Paulo Sérgio Leite Fernandes

Há no Código Penal algumas figuras pouquíssimo usadas: uma delas é o tipo legal chamado exploração de prestígio. Aquilo acontece quando se promete um resultado porque se é amigo de determinada autoridade, um juiz, por exemplo. Nos Estados Unidos da América do Norte o lobby é legal. Aqui não, embora seja lugar-comum nas vizinhanças dos palácios. Quando se pensa em exploração de prestígio vem à tona o chamado “Conto do Serviço Militar”. Funcionava assim, nas calendas: alguém, dizendo ser influente nas Forças Armadas, cobrava algum para a reprovação do jovem no exame de aptidão a prestar o serviço militar. Havia o tradicional “pé chato”. Soldado não podia ter “pé chato”. Acontece que muitos nasciam com aquilo. Diagnosticado o problema palmar, o jovem voltava para casa e o intermediário embolsava o dinheiro. Se não desse certo, negociava-se uma parte da devolução. Daí meu desconforto com os militares, ou, quem sabe, até uma certa dose de satisfação masoquista, porque a família era muito séria e eu não tinha “pé chato”. Fiquei um ano lá dentro e, por sinal, fui preso de smoking num fim do ano assemelhado àquele que se aproxima. Puseram-me de guarda na madrugada do ano novo. Um sargento já morto não gostava de mim. Pulei os muros vestido a caráter e fui abraçar a namorada cheirosa como aquela acalentada por Vinícius de Moraes numa das suas mais lindas poesias. O retorno, enquanto raivava o sol do ano entrante, foi terrível. Fiquei exposto à soldadesca, ainda vestido de preto, sendo castigado duramente. Valeu a pena a conduta de risco…
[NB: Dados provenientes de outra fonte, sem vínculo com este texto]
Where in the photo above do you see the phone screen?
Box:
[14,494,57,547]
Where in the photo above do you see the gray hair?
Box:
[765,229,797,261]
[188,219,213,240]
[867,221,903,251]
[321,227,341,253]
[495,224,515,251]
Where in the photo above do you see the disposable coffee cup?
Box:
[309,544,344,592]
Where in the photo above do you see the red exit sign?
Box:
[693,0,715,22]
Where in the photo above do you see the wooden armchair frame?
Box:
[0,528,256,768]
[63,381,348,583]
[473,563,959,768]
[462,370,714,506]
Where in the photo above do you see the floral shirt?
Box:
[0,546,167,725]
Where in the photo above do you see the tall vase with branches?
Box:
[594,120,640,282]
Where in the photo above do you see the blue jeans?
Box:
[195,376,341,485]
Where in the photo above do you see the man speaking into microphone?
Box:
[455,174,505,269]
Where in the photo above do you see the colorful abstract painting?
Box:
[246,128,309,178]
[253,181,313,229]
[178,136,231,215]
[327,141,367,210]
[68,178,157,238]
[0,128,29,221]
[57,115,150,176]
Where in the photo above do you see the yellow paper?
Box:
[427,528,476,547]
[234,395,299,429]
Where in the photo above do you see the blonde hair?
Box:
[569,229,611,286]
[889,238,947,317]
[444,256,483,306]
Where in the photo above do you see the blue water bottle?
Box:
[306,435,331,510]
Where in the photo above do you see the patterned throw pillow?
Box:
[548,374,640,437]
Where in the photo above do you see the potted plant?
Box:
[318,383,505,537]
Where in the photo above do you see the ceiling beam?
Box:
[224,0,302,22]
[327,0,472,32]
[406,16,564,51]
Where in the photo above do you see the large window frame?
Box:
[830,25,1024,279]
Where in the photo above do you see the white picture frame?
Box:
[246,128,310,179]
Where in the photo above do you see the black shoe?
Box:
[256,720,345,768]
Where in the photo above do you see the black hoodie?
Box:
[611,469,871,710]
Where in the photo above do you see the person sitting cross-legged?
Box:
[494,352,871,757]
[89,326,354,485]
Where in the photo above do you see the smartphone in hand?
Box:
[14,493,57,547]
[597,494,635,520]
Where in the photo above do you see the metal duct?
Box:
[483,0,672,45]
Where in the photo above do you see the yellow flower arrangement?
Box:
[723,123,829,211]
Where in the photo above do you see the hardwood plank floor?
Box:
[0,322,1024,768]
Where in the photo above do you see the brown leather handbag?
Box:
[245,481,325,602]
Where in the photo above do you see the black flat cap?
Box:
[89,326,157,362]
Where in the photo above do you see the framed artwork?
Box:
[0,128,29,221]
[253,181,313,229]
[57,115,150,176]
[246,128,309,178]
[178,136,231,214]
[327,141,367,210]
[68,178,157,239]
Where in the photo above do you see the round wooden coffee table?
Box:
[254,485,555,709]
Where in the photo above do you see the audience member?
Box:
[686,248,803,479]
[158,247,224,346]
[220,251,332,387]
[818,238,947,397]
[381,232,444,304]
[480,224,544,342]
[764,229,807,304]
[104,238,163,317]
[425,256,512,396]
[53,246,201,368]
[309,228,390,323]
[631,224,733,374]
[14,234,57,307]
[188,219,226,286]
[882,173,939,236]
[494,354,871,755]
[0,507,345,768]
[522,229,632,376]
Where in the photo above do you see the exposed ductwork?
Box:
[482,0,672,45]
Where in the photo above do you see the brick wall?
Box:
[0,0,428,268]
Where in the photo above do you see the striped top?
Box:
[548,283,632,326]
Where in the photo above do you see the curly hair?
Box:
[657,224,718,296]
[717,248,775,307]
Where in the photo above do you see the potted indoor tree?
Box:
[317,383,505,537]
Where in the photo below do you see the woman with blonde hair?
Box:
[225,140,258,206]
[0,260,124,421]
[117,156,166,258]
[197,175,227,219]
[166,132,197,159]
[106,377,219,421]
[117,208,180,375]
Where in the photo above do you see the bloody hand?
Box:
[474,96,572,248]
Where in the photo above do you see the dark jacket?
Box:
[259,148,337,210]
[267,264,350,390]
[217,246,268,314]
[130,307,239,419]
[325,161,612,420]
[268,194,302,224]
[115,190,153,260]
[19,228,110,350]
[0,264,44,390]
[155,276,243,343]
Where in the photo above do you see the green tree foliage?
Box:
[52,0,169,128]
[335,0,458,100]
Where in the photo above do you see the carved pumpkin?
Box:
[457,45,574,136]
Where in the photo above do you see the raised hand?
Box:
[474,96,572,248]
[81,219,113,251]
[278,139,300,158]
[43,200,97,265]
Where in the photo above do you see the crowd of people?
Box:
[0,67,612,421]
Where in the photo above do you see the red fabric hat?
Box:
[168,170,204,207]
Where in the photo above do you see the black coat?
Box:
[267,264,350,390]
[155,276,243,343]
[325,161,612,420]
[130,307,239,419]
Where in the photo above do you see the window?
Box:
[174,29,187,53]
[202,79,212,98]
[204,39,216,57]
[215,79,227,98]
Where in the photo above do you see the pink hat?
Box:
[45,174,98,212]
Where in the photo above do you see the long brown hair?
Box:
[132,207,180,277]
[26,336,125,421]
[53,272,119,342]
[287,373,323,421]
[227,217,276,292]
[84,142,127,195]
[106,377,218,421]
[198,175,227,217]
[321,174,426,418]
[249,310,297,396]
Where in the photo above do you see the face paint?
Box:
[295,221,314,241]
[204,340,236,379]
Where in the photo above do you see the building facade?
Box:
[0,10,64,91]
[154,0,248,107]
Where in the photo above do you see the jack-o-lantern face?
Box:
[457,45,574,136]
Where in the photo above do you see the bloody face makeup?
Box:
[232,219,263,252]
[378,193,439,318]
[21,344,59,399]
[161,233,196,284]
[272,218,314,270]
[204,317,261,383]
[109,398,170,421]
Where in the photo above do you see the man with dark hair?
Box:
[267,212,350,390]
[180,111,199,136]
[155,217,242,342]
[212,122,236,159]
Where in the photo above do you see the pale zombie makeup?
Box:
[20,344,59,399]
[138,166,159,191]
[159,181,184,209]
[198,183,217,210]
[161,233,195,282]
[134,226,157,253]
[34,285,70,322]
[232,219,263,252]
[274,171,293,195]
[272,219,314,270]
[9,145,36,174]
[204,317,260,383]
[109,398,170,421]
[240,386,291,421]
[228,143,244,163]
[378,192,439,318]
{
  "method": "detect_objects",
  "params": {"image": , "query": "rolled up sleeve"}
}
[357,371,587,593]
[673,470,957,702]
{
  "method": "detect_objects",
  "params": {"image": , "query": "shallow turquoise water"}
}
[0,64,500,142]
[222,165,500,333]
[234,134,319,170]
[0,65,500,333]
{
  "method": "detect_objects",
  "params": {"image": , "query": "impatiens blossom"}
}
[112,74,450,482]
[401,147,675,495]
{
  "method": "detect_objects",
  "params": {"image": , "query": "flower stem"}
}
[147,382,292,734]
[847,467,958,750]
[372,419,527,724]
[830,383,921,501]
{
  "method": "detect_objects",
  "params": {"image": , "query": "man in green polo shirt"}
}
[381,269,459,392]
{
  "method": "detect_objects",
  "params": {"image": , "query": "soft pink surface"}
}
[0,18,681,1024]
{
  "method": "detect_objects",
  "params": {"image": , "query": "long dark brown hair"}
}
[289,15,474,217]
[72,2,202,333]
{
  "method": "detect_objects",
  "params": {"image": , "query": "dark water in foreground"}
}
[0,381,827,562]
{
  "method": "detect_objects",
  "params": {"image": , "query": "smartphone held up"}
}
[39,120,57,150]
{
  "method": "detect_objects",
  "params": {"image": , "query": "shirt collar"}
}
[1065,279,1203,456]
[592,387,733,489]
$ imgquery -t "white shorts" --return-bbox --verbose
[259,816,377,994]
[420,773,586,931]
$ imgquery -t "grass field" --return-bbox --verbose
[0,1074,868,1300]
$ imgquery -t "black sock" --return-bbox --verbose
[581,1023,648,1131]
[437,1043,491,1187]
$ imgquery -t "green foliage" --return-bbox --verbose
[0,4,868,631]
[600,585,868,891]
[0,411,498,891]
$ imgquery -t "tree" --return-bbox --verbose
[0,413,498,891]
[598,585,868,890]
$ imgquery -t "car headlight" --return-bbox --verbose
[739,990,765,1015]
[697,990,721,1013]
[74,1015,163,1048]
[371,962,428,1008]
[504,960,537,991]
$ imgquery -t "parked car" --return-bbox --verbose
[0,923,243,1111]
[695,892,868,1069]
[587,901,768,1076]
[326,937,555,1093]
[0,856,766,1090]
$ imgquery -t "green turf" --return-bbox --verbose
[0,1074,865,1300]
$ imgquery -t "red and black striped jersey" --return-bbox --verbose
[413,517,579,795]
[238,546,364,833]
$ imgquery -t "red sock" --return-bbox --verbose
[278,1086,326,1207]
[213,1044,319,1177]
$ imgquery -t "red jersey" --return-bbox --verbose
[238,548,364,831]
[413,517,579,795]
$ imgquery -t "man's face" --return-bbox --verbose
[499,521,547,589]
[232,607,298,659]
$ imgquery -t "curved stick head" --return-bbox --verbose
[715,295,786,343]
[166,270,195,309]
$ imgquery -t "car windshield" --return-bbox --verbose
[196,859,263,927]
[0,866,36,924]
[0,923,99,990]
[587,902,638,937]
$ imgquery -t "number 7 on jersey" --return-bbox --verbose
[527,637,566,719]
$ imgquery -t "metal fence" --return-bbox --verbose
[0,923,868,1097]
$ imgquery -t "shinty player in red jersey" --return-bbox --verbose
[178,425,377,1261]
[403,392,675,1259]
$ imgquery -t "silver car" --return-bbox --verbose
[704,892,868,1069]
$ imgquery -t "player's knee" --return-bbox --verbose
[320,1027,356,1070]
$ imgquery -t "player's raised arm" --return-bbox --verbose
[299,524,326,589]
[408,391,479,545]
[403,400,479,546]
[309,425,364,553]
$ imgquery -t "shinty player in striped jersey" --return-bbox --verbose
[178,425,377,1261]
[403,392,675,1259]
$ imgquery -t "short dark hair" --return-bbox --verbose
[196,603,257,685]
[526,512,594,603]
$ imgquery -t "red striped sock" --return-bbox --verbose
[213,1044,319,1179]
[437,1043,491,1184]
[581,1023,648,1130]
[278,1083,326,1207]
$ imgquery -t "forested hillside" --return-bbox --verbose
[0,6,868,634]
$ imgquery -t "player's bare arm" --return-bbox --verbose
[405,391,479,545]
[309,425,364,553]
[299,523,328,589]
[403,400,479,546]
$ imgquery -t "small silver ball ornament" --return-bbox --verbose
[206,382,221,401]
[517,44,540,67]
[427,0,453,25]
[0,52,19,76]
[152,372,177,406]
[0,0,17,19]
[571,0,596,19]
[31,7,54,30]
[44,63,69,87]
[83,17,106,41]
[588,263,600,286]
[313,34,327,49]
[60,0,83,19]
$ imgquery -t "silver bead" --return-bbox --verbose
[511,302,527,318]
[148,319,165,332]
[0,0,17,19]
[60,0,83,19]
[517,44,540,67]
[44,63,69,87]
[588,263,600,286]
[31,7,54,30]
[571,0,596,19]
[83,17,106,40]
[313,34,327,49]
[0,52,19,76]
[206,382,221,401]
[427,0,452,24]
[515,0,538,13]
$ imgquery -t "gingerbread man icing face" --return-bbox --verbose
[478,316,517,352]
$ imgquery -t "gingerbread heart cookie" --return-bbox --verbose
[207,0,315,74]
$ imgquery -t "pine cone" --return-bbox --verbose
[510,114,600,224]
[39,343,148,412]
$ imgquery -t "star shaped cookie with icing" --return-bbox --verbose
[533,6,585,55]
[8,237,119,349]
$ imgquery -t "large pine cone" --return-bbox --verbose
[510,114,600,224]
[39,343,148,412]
O mau exercício de qualquer profissão pode ser uma espécie de exploração de prestígio. Assegura-se um resultado com argumentos ligados a influência ou amizade com a autoridade. Vencendo-se a ação, a ligação afetiva era real. Perdendo-se a causa, o “pé chato” não funcionou.

O episódio Sakineh não pode ser assim. Houve, no dia 09 de dezembro à noite, uma notícia de que a condenada havia sido posta em liberdade, sendo localizada em casa. A divulgação teria advindo de uma ONG libertária. No fim de tudo, os aiatolás desmentiram. Sakineh continua no corredor da morte. No entretempo, o assessor especial da Presidência para assuntos internacionais, Marco Aurélio Garcia, um “fazedor de chuva”, assentou melifluamente, ou sugeriu, que a Presidência da República teria influenciado na soltura, se real fosse. Felizmente para todos, fez a ressalva, mas ficou por ali, comunitariamente bem posta, a relevância das relações de afeto entre o Poder Executivo e o Presidente do Irã. Admita-se que isso até possa funcionar mais tarde, numa espécie de moeda de troca com a desastrada interferência da diplomacia brasileira, omitindo-se Celso Amorim em acompanhar censura ao Irã no drama medieval. É a única explicação possível para o silêncio do Brasil naquele momento sublime de proteção aos Direitos Humanos. Entretanto, o assessor especial precisa ter muito cuidado com o assunto da próxima vez porque, se executarem Sakineh, a candidata não tinha “pé chato” e foi pro beleléu.